EDS And CMT One In Twelve Million

Does it make me special?

One in 12 Million… the odds of having both hypermobile Ehlers-Danlos syndrome (EDS) and Charcot Marie Tooth Disease (CMT), based on current prevalence!

Some days it feels pretty special, let me tell you why.

I’m not going to dwell on the detailed science involved with hypermobile Ehlers-Danlos syndrome (EDS) and Charcot Marie Tooth Disease (CMT), the genetics behind the conditions so to speak.  I may get into that all in a bit more detail at a later date.  I will try to explain what it means to live with them each day, why I might look fine one day and not the next.

 

CMT

 

Lets start here, CMT is genetic, it has been passed to me from my mum. We were unaware it was in our family until I was diagnosed after complications having my first baby. It is thought that around 23,000 people in the UK are affected.  I have a 50% chance of passing it on to my children. I have three children now, our youngest had a positive diagnosis just before her second birthday, one of the boys has a negative result and one hasn’t been tested as he has no symptoms… but it may still be there.
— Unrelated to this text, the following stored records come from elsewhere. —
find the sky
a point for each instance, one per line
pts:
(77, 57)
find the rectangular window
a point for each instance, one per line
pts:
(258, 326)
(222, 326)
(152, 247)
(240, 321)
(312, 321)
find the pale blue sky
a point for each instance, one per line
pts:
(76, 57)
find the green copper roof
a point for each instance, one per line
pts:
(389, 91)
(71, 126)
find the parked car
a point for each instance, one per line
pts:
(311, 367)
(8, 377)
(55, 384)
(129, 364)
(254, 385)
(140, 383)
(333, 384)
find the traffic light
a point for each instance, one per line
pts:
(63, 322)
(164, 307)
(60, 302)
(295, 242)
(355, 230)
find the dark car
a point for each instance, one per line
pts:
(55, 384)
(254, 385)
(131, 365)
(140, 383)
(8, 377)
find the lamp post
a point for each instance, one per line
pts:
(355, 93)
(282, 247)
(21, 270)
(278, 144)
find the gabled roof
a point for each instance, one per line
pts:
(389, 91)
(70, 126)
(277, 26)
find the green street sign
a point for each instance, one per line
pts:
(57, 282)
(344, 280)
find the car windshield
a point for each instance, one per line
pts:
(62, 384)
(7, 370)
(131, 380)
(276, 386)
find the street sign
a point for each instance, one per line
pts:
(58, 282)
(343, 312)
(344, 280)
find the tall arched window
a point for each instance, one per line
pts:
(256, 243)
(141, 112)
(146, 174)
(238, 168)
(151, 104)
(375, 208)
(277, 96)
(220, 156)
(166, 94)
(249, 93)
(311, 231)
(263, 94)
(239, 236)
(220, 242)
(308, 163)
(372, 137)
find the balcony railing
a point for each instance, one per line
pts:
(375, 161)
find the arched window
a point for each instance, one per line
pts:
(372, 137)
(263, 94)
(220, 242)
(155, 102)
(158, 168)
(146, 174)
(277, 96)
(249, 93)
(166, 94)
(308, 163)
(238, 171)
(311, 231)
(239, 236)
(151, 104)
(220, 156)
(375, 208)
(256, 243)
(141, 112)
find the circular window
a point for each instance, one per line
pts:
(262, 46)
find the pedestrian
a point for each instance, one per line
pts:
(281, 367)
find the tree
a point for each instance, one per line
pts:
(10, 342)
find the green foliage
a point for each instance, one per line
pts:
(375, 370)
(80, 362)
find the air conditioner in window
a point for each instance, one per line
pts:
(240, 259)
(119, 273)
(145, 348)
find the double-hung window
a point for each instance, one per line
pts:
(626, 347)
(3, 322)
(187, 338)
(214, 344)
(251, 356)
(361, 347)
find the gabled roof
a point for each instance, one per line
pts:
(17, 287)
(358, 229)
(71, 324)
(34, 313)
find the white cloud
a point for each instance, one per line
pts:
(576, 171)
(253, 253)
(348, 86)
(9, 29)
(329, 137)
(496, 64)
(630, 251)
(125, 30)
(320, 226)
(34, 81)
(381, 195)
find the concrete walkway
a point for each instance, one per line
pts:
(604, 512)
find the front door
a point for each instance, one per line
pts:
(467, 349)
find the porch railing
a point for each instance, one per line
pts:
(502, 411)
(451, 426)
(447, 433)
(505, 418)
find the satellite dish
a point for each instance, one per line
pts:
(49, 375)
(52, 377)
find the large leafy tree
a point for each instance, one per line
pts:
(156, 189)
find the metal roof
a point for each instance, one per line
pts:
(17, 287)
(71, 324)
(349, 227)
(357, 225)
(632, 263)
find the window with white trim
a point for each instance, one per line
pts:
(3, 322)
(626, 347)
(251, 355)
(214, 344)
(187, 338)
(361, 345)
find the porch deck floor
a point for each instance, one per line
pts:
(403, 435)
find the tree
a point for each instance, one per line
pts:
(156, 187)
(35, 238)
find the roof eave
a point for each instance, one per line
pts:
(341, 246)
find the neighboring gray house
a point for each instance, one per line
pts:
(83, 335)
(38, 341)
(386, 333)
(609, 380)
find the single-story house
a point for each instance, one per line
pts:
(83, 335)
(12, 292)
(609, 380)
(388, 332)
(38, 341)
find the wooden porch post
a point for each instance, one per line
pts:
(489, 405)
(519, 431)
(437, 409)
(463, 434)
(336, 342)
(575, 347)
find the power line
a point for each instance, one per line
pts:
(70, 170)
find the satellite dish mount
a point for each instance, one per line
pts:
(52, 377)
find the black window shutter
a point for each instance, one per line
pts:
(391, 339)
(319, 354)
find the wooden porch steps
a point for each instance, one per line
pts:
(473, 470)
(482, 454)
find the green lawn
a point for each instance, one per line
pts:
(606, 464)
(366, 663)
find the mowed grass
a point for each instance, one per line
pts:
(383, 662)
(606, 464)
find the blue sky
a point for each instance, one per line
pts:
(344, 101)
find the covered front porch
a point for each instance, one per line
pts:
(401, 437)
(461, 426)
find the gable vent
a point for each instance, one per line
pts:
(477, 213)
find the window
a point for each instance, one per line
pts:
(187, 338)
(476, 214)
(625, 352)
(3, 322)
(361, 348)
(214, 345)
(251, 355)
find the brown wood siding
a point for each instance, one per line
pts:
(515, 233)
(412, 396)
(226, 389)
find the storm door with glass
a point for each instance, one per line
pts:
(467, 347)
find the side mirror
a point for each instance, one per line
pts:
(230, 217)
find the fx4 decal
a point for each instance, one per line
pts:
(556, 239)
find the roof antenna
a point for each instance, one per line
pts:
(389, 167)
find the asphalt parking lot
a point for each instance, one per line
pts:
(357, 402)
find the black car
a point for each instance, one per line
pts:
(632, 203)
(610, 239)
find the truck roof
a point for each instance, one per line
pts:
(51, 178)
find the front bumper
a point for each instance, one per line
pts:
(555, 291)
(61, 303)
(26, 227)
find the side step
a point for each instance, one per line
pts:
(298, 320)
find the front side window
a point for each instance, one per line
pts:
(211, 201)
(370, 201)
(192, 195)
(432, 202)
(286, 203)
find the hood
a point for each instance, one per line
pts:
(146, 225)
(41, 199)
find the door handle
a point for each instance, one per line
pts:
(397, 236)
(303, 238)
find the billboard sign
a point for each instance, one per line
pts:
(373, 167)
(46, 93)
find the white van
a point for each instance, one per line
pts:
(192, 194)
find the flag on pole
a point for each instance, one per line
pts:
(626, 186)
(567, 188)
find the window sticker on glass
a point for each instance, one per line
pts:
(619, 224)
CMT affects the nerves in your peripheries, your arms and legs.  Our body’s system of nerves is similar to a network of electrical wires. Some of them, called sensory nerves, are designed to pass information back to the brain about what you can feel with your fingers, toes, legs and arms, etc. The others are command pathways, telling your muscles to do something, like lift your left foot – and are called motor nerves. CMT affects both these types of nerves so you can experience weakness and wasting in your muscles, numbness and sensory problems. In the type that we have in our family the myelin sheath of the nerve, the insulation, isn’t working properly affecting the speed of the signals getting through. This deterioration causes atrophy of the muscles in the foot, lower leg, hand and forearm.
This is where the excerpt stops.